I’ve had the pleasure of
two of the three art exhibitions I’m about to write about. I’m coming around to the opinion that art should be experienced with a lucid detachment. The kind that comes with waking up next to it as the sun begins to shine in the large loft windows of an old garment factory.
No coffee. No cigarettes. Just a good deal of blinking and possibly a stretch. Things come to you in waves. The realization that a day has begun sinks in and the only consolation is your surroundings.
In Studio 10, the show is Image and Objecthood. Oddly enough, it was the color fields that jumped out first. They sparkled like something you’d expect to find in Studio 54 circa 1979. There were three of them, green, blue and red from the window. The sun hit these first and as it crept in further the netted rocks on the floor began casting shadows.
These rocks, upon first walking into the gallery warranted little more than a glance over, or so I thought. I’d encourage anyone to lay on the floor and face the color fields. It feels like taking a swim off the coast of the British Isles. If anyone looks at you oddly, remember, they’re not seeing the same thing you’re seeing.
Finally, the assembled chair sculptures really set the show off. A figure can be found in one of the sculptures that is easy to overlook upon first wheeling around.

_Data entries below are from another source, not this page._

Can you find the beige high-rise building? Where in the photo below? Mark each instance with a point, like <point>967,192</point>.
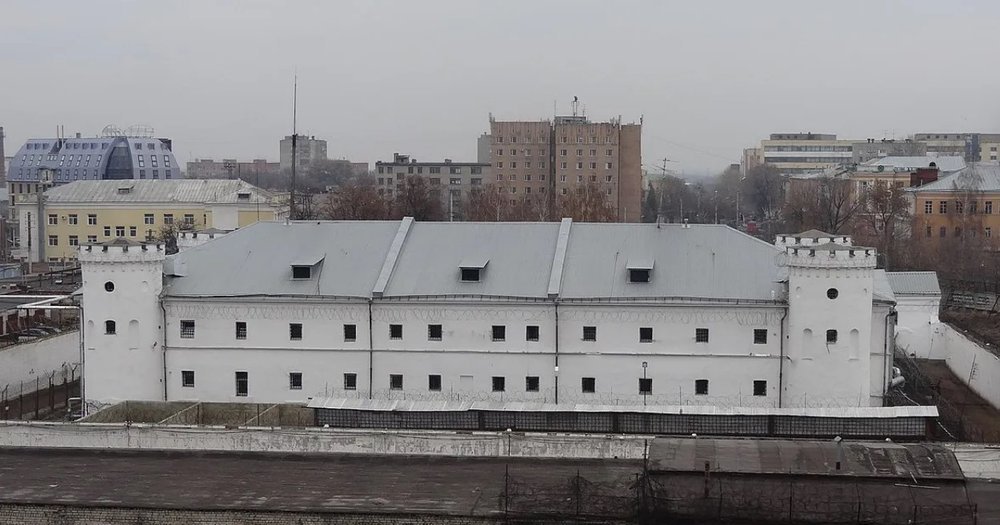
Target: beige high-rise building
<point>310,149</point>
<point>541,161</point>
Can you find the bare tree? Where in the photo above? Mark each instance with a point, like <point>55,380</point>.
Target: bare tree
<point>588,203</point>
<point>824,203</point>
<point>883,220</point>
<point>489,204</point>
<point>357,199</point>
<point>416,199</point>
<point>763,187</point>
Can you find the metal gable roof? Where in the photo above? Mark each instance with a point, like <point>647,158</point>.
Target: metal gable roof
<point>699,260</point>
<point>160,191</point>
<point>914,283</point>
<point>257,260</point>
<point>976,177</point>
<point>520,259</point>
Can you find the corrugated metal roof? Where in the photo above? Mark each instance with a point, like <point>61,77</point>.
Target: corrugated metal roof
<point>256,260</point>
<point>158,191</point>
<point>946,164</point>
<point>520,259</point>
<point>976,177</point>
<point>914,283</point>
<point>881,288</point>
<point>698,260</point>
<point>337,403</point>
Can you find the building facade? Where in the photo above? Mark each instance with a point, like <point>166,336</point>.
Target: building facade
<point>43,163</point>
<point>539,162</point>
<point>230,169</point>
<point>613,314</point>
<point>89,212</point>
<point>962,205</point>
<point>310,149</point>
<point>874,149</point>
<point>795,153</point>
<point>450,182</point>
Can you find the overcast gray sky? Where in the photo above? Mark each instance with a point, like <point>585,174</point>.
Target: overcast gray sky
<point>375,77</point>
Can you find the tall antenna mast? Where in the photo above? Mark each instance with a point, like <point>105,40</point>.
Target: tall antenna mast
<point>295,148</point>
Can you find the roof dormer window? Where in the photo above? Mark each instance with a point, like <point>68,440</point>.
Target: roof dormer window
<point>639,270</point>
<point>472,269</point>
<point>305,268</point>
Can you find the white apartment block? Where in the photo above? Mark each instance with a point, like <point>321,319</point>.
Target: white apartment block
<point>565,312</point>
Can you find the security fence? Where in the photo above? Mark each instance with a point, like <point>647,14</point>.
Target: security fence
<point>772,425</point>
<point>50,396</point>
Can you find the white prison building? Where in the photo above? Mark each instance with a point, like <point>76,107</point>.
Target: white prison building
<point>628,314</point>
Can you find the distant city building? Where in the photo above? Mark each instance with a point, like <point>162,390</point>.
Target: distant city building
<point>540,161</point>
<point>483,145</point>
<point>752,157</point>
<point>116,155</point>
<point>449,181</point>
<point>962,206</point>
<point>3,159</point>
<point>230,169</point>
<point>87,212</point>
<point>974,147</point>
<point>793,153</point>
<point>874,149</point>
<point>310,149</point>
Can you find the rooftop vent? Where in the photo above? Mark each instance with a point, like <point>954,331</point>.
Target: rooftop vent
<point>472,269</point>
<point>639,270</point>
<point>303,268</point>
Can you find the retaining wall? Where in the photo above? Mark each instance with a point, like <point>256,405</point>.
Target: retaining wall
<point>23,363</point>
<point>317,440</point>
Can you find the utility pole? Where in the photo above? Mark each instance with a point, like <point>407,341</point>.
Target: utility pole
<point>295,148</point>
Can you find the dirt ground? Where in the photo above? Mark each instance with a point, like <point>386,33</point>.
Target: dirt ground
<point>982,420</point>
<point>981,326</point>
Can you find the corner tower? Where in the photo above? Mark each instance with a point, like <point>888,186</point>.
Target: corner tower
<point>829,325</point>
<point>123,323</point>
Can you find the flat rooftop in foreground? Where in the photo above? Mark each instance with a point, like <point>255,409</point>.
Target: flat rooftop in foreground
<point>290,483</point>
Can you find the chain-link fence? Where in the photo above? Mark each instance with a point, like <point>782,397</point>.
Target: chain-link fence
<point>47,396</point>
<point>919,389</point>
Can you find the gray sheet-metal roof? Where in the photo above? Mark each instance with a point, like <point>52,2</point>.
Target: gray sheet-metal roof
<point>778,456</point>
<point>698,260</point>
<point>976,177</point>
<point>155,191</point>
<point>881,288</point>
<point>257,260</point>
<point>520,259</point>
<point>914,283</point>
<point>946,164</point>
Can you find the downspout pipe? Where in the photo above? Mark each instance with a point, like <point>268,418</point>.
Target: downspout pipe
<point>781,360</point>
<point>556,370</point>
<point>371,351</point>
<point>163,330</point>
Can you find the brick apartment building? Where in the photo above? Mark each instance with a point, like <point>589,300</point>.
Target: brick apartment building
<point>540,161</point>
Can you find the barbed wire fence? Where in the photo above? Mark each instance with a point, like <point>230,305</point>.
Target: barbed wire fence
<point>919,389</point>
<point>44,396</point>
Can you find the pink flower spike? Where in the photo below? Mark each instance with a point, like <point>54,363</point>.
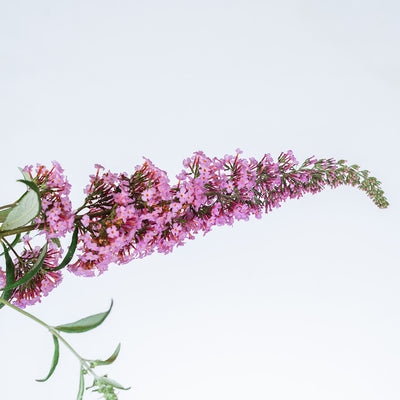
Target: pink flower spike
<point>112,232</point>
<point>85,220</point>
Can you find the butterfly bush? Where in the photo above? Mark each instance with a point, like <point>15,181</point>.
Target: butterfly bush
<point>125,217</point>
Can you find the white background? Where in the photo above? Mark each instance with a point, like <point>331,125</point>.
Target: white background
<point>302,304</point>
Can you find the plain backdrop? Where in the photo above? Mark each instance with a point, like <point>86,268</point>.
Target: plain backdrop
<point>302,304</point>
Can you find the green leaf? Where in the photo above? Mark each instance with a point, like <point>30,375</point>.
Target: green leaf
<point>81,384</point>
<point>113,383</point>
<point>25,211</point>
<point>71,251</point>
<point>10,276</point>
<point>14,242</point>
<point>4,214</point>
<point>85,324</point>
<point>55,359</point>
<point>28,276</point>
<point>109,360</point>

Once the sun has made it around to light the entire gallery, look at them from as many angles as possible.
There are many ways to take art in. Much contemporary art requires action on the viewer’s part. No art is created in a vacuum and it never stems from waiting for the paint to dry or the film to develop. With that said, I’d be remiss to not mention the black and white photography that makes up the ‘image’ portion of the show. They flank a paper tapestry that gives off the appearance of being wrinkled. When the windows are open, the tapestry floats with the breeze.
Once you’re ready to move on, it’s recommended that you go to Slag Gallery. The solo painting exhibition of Sander Cedee: Insider Outsider will challenge everything that I said in the above paragraphs.
The action that is asked of you here is mental. You have to put yourself within the title of the show: Are you inside looking out or are you outside looking in? Where does the distinction even lie?
There are brightly rendered scenes of empty airport lounges. Dark industrial scenes that could very well have been the basement of the building you’re currently in (especially given that it was once home to a huge woodshop).
The thing that got me about this show (and it’s personal which is only fair to share, as I’m asking you to allow yourself the same in this case) was sleeping under the psychiatrist’s office scene. A severe portrait of Freud within the portrait of everything he represents (while we’re on the subject, imagine Freud railing cocaine off of that mirror-like floor), as with every portrait people are nowhere to be found. Except in the case of this one. The ghosts aren’t implied, they’re right there watching over the scene.
In the case of this exhibition: Sleeping here was like having a room with windows to all the other rooms.
Robert Henry Contemporary
The next gallery, Robert Henry Contemporary, is exhibiting Structural Biology by Colin Keefe. Once again, you have to forget everything I asked you to do before. I viewed this show only as a passerby, let me relate my findings:
This exhibition is a laboratory. Not one that you might find Dexter in, this is more on the level of Captain Nemo’s submarine. Imagine looking out of the portholes and the sea-monkeys (plankton) have actually begun architecturally altering the scene.
They’ve begun building seaports, waterways, causeways. Being eco-conscious they’ve even laid aside many areas for lush algae parks. It’s as though some of the brainier sea-monkeys studied the agricultural history of Papua New Guineans and laid out terraced hillsides to account for the water current’s wilder side. The ancient people of that island nation had to account for tremendous mudslides which could wipe out entire crops.
What the plankton are doing in their imagined cities is hard to know. One thing is certain, some are more aesthetically inclined than others.
It could all be blown away by a blue whale skimming along with his mouth open. Blue whales feed in highly concentrated areas of zooplankton. These entire cityscapes could be blown away by baleen and mouth plates. Much like Myanmar or Japan being washed away by tsunamis and plate tectonics.
All of these exhibitions can be found in the 56 Bogart complex. Image and Objecthood is on exhibition in Studio 10 until September 30th. Insider Outsider is on exhibition in Slag Gallery until October 7th. Structural Biology is on exhibition in Robert Henry Contemporary until October 14th.